Orange Tangerine: Skinny girls

3 comments:

Orange said...

Who are the designers making the clothes for? Strictly for runway shows, or for women to buy? If nobody buys the clothes, the designers will be poor, so would it kill them to accept size 6 or 8 models to give a hint of what the outfit would look like on a woman with some curves?

That Lucia has stick arms. Which is not to say that a woman who is naturally super-bony is any less womanly—but it's wacked out to promote the size subzero as the ideal when it matches up with less than 1% of the non-famine-stricken populace.

Smooches to you for using the word moue.

SiddityintheCity said...

You know, I recall not too long ago reading an Elle essay by a New Yorkish woman who'd had a baby and Gained Weight and who was all broken up about it as a result. What really resonated, though, was her turn of phrase in regards to her new body--her "slatternly curves" she called them. It hit me in the gut, that a woman could be so ashamed of the fact that she looked like one. Horrifying.

That little exchange you posted, between BBG and BBG, reminds me of that. God forbid you see the woman in the clothes. Why not eliminate models altogether and just make all editorial spreads of the clothes tacked to walls in exciting positions?

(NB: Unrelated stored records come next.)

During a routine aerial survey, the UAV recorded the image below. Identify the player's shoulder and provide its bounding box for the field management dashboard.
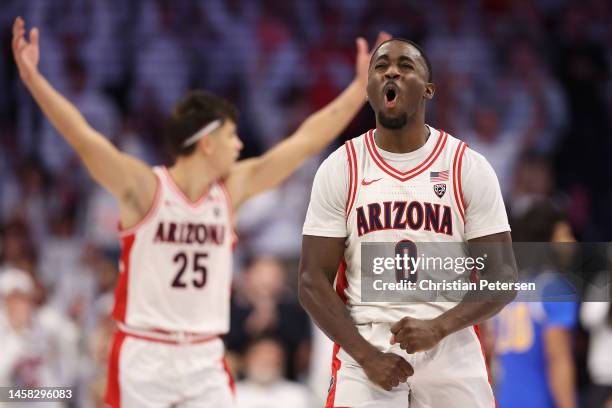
[319,133,365,171]
[448,129,498,169]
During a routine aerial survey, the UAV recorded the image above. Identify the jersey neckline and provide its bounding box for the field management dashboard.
[162,166,212,208]
[365,127,448,181]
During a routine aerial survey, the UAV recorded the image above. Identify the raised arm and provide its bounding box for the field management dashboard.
[227,33,390,207]
[12,17,157,226]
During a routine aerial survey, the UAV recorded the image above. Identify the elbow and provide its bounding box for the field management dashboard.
[298,271,315,311]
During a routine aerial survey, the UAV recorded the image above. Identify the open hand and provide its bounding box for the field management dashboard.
[355,31,391,91]
[391,317,444,353]
[12,17,40,81]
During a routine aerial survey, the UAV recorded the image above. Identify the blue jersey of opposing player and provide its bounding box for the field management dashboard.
[494,276,578,408]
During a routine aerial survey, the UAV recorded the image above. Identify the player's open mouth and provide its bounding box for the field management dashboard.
[384,83,397,108]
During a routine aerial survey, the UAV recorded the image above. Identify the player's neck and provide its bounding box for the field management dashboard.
[168,156,220,201]
[375,115,429,153]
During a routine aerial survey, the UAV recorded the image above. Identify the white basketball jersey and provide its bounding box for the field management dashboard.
[344,128,467,323]
[113,167,235,334]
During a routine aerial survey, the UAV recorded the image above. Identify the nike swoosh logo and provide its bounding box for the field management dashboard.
[361,178,382,186]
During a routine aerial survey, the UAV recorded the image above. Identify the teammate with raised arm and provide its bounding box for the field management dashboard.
[12,18,388,407]
[299,39,516,408]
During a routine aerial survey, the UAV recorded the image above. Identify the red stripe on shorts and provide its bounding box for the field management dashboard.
[104,330,125,408]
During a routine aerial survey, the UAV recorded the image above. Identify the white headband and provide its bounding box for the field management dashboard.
[182,119,223,147]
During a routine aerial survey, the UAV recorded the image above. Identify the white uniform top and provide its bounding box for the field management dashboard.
[113,167,235,335]
[303,127,510,323]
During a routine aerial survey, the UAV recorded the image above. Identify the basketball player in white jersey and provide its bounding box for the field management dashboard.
[12,18,389,407]
[300,39,516,408]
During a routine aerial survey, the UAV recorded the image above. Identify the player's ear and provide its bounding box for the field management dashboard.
[423,82,436,99]
[197,135,215,156]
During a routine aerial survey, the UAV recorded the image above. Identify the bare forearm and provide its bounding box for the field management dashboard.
[24,73,99,152]
[434,301,510,336]
[548,358,576,408]
[544,327,576,408]
[299,272,377,364]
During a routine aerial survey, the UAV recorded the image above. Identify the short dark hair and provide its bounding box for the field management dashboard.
[165,90,238,157]
[370,37,433,82]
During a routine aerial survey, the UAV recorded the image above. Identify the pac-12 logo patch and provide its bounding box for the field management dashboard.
[434,184,446,198]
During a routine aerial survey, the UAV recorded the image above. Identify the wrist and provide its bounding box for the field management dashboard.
[432,315,453,340]
[346,339,380,366]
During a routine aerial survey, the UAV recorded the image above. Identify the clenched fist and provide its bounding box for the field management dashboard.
[391,317,444,353]
[362,352,414,391]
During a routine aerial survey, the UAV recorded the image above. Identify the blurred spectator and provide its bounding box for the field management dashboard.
[461,105,523,197]
[0,269,78,388]
[494,201,578,408]
[225,257,310,379]
[507,152,555,217]
[580,273,612,408]
[236,337,310,408]
[0,0,612,406]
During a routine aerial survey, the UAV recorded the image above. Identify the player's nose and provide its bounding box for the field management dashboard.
[385,64,400,79]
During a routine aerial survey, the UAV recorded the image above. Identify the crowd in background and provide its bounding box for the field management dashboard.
[0,0,612,407]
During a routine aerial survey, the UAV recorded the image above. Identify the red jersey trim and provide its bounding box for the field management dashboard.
[365,130,448,181]
[453,142,467,223]
[162,166,212,208]
[345,140,358,218]
[117,173,162,238]
[472,324,498,408]
[104,331,125,408]
[112,234,136,322]
[325,259,348,408]
[325,343,342,408]
[218,180,238,250]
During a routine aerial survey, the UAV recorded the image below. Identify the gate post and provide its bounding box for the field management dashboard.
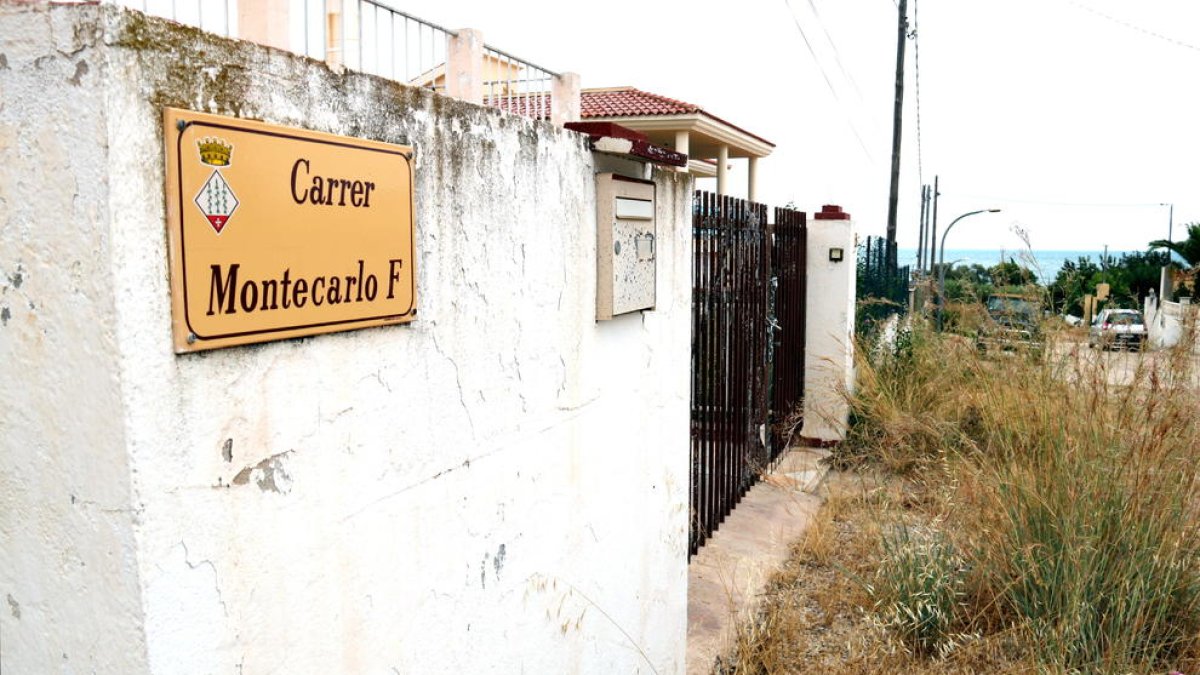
[800,205,856,447]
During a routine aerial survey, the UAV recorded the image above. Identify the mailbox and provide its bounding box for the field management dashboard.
[596,173,658,321]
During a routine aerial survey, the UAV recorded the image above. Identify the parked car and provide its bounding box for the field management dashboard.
[1087,310,1146,350]
[976,293,1042,352]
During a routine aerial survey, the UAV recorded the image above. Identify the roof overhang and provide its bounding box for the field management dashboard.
[587,112,775,157]
[688,160,716,178]
[565,120,688,167]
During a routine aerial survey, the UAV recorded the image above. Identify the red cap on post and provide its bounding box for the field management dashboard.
[812,204,850,220]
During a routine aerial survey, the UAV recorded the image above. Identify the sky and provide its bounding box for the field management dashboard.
[392,0,1200,250]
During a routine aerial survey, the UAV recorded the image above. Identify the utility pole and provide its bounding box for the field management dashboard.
[929,175,942,274]
[888,0,908,269]
[917,185,929,270]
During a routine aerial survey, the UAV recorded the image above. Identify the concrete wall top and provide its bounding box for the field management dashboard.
[0,1,691,674]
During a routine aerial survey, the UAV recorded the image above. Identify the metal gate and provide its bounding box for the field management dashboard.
[770,208,809,460]
[689,192,806,554]
[690,192,770,552]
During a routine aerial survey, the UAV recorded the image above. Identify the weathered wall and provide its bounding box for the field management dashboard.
[0,6,690,674]
[800,207,856,444]
[0,5,146,673]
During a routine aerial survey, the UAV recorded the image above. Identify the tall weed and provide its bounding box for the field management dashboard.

Because women have to buy them, and in order to want to do that, we have to have some semi-realistic idea of how they will look. I'm a little tired of the fashion-as-art, designer-as-artistic-genius shpiel.

And I'm exceptionally tired of the transparent doublespeak. Have a healthy body image! Be skinny or die trying! WTF?

Delia Christina said...

'slatternly'

there are other connotation, too, of the word slatternly: sloppy; messy; sexually, morally and spiritually loose; without discipline.

these words show how our public discourse defines the female body and demonstrate what it is that male designers (yeah, i said it) and neurotic women in our fashion industry cannot stand: the undisciplined (female) body.

what bodies do they prefer?
a body with a minimum of secondary sex characteristics (tits and ass)
a body that speaks of regimen, tightly controlled food intake and physical mortification

basically, a religious novitiate from the 15th century.